On Wednesday before Pelosi’s press conference, reporting revealed she had become favorable to the idea of a stock trading ban and had begun discussing particulars with her lieutenant of the House Administration Committee.
But the reporting also revealed many complicated particulars of enacting a ban, such as if exemptions should exist for pre-elected portfolios, capital gains taxes, and family members, among other considerations.
“It’s complicated, and members will figure it out, and then we’ll go forward with what the consensus is,” Pelosi said Wednesday, adding that she expects her party to reveal a proposal soon.
Pelosi’s willingness to discuss a stock ban is a change of position from December, when she defended congressional stock trading as participation in a “free market economy.” Soon after her defense, Sen. Jeff Merkley (D-OR) slammed Pelosi’s stock trading activity, which allegedly sways her legislative judgment.
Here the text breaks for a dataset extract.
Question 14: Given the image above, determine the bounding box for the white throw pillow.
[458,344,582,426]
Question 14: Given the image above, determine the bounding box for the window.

Banning lawmakers from trading stocks has wide appeal. Polling indicates 76 percent of voters believe congressional members and their spouses have an “unfair advantage” trading stocks. Even the Washington Post’s editorial board endorsed banning lawmakers from trading individual stocks in January.
According to UnusualWhales.com, vast amounts of stocks are traded by lawmakers, the worse offenders being Republicans:
Congress bought and sold nearly $290 million in stocks (corresponding to 3,500+ transactions by 105 members of Congress), $140 million in options contracts (270+ transactions by 6 members), $124 million in other securities like private equity funds (200+ transactions by 19 members), and $500k in cryptocurrencies (25 transactions by 6 members). 430 members did not take a trade in 2021.
I have just released the full trading report on politicians in 2021.
In short, many beat the market.
They traded more than ever before.
And they made numerous unusually timed trades, resulting in huge gains.